Lynn LeCorre-Dallaire

Teaching Art Students to Be Creative

by Susan Thompson

lynnAs much as she is an artist, Lynn LeCorre-Dallaire is also an art teacher. She started teaching art right out of high school as a summer job in St. Albert, doing a weeklong program here and there on the side.

“I realized I enjoyed teaching art so I just kept going. I went into education and majored in art,” LeCorre-Dallaire says. “I think the one thing that has helped me a lot as a teacher is my diverse training in the arts, first graphic style in college, and then fine arts in university. At first I used to say to myself, ‘I can’t make it as an artist because I’m all over the map, I want to do this and I want to do that,’ and I did a little bit of everything. On one hand, it’s a hindrance for being an artist, trying to develop a body of work and trying to hone your skills, but it was a huge asset for teaching.”

LeCorre-Dallaire has now been teaching for over 25 years, and has helped art students of all ages develop their skills and creativity.

When she teaches, LeCorre-Dallaire focuses heavily on design theory and creative problem solving skills. She approaches those two aspects of instruction by first breaking the myth that creativity is completely open-ended.

“They say paint whatever you want, and you draw a blank,” she explains. “Creativity comes when you’re given limitations.”

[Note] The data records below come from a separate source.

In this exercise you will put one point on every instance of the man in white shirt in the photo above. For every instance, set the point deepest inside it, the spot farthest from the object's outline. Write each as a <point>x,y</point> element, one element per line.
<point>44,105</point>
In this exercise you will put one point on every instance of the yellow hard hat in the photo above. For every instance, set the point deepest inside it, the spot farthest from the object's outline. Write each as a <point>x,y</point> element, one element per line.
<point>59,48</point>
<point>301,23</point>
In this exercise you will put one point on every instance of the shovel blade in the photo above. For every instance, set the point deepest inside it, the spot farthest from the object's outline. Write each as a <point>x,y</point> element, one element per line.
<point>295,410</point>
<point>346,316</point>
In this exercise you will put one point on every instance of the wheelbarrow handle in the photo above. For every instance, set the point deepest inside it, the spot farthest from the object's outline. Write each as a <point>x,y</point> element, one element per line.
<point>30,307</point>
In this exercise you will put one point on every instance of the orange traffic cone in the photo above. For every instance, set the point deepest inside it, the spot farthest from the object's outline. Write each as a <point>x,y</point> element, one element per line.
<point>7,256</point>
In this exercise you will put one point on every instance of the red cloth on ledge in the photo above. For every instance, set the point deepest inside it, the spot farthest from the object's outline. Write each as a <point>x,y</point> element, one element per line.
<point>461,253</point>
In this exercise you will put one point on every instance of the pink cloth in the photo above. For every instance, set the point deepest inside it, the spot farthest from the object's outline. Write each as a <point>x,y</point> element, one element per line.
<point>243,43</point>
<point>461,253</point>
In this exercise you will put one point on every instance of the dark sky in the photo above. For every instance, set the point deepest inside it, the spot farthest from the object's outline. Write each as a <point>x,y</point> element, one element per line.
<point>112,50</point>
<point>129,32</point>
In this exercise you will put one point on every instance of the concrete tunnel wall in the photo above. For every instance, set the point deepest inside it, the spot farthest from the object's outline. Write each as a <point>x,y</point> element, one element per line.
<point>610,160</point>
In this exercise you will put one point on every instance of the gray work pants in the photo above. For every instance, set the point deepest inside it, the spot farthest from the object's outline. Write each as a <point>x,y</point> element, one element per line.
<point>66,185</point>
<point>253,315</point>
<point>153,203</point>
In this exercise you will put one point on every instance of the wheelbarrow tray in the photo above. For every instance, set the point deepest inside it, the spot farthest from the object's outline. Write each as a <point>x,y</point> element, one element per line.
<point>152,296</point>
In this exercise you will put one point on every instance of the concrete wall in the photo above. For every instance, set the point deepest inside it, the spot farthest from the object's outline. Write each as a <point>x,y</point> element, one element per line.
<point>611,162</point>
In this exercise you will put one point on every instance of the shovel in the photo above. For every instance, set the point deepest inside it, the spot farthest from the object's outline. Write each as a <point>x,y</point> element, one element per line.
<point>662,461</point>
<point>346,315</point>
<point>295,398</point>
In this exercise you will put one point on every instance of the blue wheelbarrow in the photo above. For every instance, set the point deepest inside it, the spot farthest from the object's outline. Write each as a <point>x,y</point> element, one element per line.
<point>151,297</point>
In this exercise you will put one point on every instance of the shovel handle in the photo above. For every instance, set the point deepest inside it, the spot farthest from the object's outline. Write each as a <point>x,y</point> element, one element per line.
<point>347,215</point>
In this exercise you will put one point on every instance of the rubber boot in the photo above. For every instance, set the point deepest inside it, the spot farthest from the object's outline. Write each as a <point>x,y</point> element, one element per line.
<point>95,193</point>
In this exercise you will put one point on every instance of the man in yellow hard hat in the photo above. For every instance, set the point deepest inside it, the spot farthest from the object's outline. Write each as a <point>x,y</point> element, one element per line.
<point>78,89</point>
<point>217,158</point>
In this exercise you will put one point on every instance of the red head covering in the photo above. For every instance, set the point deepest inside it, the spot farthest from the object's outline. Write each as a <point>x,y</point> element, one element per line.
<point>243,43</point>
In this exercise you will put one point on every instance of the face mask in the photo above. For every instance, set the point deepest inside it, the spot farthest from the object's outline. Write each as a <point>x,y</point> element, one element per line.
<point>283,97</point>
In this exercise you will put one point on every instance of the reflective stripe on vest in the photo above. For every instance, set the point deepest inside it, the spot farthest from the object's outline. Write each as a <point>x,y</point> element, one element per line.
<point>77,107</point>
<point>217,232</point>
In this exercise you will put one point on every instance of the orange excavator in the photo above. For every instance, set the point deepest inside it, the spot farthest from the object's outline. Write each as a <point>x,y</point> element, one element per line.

In college, LeCorre-Dallaire learned design fundamentals through projects that were set up as design problems for students to solve.

“I try to give that kind of concept to my students,” she says. “Okay, you have to draw a house but you can only use geometric shapes. You can draw an alien but you can only use organic or curved shapes. I always give specific limitations to every project to force them to push their boundaries of creativity. I start off with a problem I give them, but in the end it opens the doors and everybody comes up with something completely unique.”

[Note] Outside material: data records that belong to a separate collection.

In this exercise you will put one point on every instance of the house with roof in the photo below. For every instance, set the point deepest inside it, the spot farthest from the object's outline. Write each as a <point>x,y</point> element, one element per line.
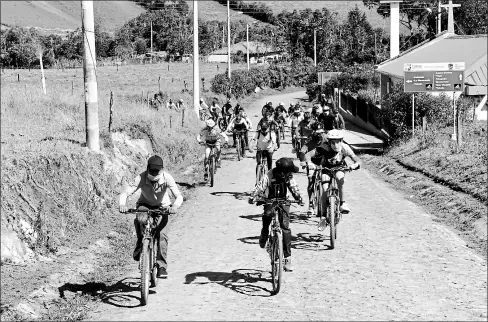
<point>446,47</point>
<point>258,52</point>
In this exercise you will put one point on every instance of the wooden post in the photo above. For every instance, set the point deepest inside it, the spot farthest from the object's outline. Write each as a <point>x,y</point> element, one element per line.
<point>413,115</point>
<point>111,112</point>
<point>43,79</point>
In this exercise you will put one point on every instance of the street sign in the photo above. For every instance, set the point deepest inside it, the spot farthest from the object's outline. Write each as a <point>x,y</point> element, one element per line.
<point>434,81</point>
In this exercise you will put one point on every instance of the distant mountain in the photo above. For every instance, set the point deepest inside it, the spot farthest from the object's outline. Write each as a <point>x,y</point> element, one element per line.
<point>66,15</point>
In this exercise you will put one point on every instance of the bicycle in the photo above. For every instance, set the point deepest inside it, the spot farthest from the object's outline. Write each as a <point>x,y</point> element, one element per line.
<point>262,167</point>
<point>275,240</point>
<point>147,261</point>
<point>212,159</point>
<point>330,203</point>
<point>240,143</point>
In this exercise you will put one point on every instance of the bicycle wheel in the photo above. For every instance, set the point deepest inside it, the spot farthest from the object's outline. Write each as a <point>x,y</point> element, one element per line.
<point>154,267</point>
<point>238,149</point>
<point>243,145</point>
<point>331,214</point>
<point>277,261</point>
<point>145,272</point>
<point>211,168</point>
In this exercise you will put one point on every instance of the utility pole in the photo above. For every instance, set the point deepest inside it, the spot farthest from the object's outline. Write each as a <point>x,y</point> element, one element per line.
<point>315,47</point>
<point>228,38</point>
<point>151,38</point>
<point>196,74</point>
<point>90,77</point>
<point>247,45</point>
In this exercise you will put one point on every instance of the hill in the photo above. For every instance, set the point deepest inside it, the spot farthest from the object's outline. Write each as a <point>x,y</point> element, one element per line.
<point>341,7</point>
<point>66,15</point>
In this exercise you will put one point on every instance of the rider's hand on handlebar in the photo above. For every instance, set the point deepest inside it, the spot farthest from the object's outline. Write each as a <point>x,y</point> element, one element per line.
<point>123,208</point>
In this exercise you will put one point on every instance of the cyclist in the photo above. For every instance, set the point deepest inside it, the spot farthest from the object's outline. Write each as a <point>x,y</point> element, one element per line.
<point>239,123</point>
<point>338,120</point>
<point>318,137</point>
<point>215,110</point>
<point>304,128</point>
<point>267,107</point>
<point>275,185</point>
<point>265,140</point>
<point>327,119</point>
<point>273,125</point>
<point>332,153</point>
<point>211,134</point>
<point>155,185</point>
<point>295,118</point>
<point>225,111</point>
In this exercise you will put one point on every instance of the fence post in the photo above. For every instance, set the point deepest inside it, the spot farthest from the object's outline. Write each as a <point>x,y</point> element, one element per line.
<point>111,112</point>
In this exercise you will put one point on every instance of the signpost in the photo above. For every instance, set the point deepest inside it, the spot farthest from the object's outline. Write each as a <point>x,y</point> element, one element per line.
<point>434,77</point>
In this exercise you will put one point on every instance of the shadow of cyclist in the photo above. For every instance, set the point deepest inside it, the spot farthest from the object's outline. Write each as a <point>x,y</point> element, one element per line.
<point>243,281</point>
<point>237,195</point>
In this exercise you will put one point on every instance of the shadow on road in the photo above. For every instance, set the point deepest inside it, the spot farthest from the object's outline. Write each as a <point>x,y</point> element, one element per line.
<point>118,294</point>
<point>241,281</point>
<point>308,241</point>
<point>252,217</point>
<point>235,194</point>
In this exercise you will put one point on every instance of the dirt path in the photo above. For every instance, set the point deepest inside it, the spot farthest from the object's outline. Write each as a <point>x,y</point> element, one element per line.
<point>392,261</point>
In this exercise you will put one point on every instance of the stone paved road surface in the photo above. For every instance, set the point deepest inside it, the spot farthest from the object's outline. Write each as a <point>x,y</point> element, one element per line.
<point>392,262</point>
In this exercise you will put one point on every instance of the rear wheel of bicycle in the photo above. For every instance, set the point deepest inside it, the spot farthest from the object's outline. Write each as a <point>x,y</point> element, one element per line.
<point>277,261</point>
<point>154,271</point>
<point>238,147</point>
<point>331,214</point>
<point>211,168</point>
<point>243,146</point>
<point>145,272</point>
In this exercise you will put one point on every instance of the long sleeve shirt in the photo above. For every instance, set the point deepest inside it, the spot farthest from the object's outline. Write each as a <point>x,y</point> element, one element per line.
<point>153,194</point>
<point>269,187</point>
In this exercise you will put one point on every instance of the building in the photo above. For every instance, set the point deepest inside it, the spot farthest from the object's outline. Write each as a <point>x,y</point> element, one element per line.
<point>258,53</point>
<point>444,48</point>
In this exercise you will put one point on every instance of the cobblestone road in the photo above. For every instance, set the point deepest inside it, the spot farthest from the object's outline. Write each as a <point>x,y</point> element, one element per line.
<point>391,262</point>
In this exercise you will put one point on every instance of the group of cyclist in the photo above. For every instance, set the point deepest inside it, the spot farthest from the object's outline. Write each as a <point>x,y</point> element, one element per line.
<point>319,129</point>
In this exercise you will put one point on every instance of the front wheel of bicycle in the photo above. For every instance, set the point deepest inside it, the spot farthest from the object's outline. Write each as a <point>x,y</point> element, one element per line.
<point>331,214</point>
<point>154,267</point>
<point>145,272</point>
<point>211,167</point>
<point>277,261</point>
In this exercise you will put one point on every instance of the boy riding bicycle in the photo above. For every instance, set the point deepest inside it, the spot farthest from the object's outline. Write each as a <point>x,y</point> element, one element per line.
<point>275,185</point>
<point>332,153</point>
<point>211,134</point>
<point>154,183</point>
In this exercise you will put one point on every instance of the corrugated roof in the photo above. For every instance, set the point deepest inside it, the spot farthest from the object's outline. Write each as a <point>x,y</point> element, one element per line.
<point>254,48</point>
<point>444,48</point>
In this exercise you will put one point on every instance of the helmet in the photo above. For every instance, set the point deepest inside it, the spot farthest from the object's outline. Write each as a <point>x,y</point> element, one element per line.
<point>335,135</point>
<point>155,161</point>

The second way LeCorre-Dallaire helps her students build their skills is by teaching them that mistakes are not necessarily failures.

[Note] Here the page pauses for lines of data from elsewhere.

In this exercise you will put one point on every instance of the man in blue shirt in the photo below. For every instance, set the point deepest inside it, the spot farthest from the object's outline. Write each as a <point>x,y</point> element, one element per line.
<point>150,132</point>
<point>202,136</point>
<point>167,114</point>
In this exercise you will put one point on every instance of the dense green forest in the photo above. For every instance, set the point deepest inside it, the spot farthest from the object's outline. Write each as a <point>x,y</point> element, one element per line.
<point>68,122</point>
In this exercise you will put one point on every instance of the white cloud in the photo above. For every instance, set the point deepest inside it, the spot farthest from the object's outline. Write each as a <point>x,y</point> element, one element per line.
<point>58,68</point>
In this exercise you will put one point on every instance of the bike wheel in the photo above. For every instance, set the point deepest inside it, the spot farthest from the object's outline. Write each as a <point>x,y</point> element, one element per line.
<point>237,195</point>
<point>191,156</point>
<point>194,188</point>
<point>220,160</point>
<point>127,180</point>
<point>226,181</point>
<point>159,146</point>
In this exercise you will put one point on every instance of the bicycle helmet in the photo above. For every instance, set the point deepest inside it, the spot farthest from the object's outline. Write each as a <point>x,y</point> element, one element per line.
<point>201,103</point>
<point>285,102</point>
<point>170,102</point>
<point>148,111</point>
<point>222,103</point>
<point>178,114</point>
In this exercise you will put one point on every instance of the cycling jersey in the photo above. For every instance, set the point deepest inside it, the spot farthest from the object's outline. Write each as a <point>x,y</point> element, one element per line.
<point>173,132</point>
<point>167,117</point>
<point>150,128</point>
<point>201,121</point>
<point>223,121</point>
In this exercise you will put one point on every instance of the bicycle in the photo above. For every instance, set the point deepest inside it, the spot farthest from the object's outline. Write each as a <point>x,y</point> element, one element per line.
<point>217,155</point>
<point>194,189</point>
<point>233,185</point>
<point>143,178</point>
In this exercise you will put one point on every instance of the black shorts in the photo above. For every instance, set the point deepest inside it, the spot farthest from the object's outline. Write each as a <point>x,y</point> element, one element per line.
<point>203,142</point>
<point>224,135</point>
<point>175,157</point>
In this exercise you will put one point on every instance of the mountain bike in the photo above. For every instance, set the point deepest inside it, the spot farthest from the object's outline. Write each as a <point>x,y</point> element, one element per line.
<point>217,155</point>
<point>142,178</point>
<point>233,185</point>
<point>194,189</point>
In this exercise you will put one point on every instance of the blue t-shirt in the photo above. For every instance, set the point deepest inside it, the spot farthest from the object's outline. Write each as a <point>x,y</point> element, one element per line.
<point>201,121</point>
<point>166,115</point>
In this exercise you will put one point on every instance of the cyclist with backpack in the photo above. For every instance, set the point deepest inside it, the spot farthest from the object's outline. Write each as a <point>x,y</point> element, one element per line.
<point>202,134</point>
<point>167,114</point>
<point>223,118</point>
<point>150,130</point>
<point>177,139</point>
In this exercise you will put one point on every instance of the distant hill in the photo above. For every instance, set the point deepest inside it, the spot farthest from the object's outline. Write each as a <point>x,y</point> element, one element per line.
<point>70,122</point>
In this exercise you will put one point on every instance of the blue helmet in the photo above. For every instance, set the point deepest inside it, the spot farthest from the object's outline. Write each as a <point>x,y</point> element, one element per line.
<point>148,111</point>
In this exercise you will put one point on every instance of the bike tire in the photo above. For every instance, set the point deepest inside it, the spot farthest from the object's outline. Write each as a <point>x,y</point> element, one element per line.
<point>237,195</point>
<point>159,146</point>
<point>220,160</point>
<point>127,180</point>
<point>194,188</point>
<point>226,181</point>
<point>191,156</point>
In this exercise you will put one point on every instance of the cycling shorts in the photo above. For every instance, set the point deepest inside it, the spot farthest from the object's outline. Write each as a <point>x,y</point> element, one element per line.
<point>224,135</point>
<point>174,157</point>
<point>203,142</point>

“Mistakes happen,” she says. “Those are what I call teachable moments, when something didn’t work out or somebody spilled paint on somebody’s work—those things are always going to happen. A lot of kids, and adults too, get easily frustrated. You want to throw in the towel and start over; you want to crumple up the piece of paper because you think it’s ruined. I never let them.”

Instead, LeCorre-Dallaire helps her students come up with a creative solution or fix for the mistake, incorporating it into the artwork. Often, what seemed like a catastrophic mistake can be incorporated so well it seems it was never there. And sometimes, a mistake can take a piece of art in an entirely new and exciting direction.

“It pushes [my students] further to another way of completing something,” LeCorre-Dallaire says.

Ultimately, however, LeCorre-Dallaire feels she is still learning herself by teaching others.

I guess I’m still like a kid who doesn’t want to stop learning,” she says. “I enjoy being a student as much as I love teaching.”